The flights yesterday and today are giving Lockheed’s test pilots a chance to let the old bird take some final bows on the aeronautical stage. Ironically, these performances are nothing out of the ordinary for the U-2. It had been climbing out this fast and flying this high routinely, the experts say.
“We could have done it a long time ago,” said Lockheed Executive Vice President Ben Rich. Rich is in charge of the “Skunk Works,” Lockheed’s Advanced Development Projects where the U-2 was born. He explained that because of the U-2’s secret work, the Air Force would not allow the plane’s capabilities to be publicized before. Officially, no one will say even now how many were built or how they flew.

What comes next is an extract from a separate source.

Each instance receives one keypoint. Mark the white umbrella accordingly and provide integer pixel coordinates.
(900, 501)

Hoyt took off just after dawn Monday in a thundering roar down the runway. The white U-2 with the NASA markings was airborne in only 150 feet and Hoyt hauled back on the controls and put the ship into a near-vertical climb. Its powerful engine exhausting black smoke, the plane climbed to record altitude in only 12 minutes, 13 seconds. As it passed through each 10,000-foot mark, it broke another climb-to-altitude record, cutting each of them by half.
Today, test pilot Ronald Williams will handle the controls and, taking a heavier load of fuel, he will try for similar records in a heavier weight class. Because of the added weight he is not expected to climb quite as fast or go any higher.
Representatives of the Federation Aeronautique Internationale, keeper of all official world aviation records, and the National Aerospace Assn., which keeps the national records, were on hand both days to monitor and certify the new records.
When Williams finishes the last run today, an era ends. This last U-2 will be repainted black, like the original spy planes, and put on display at Warner-Robbins Air Force Base in Georgia.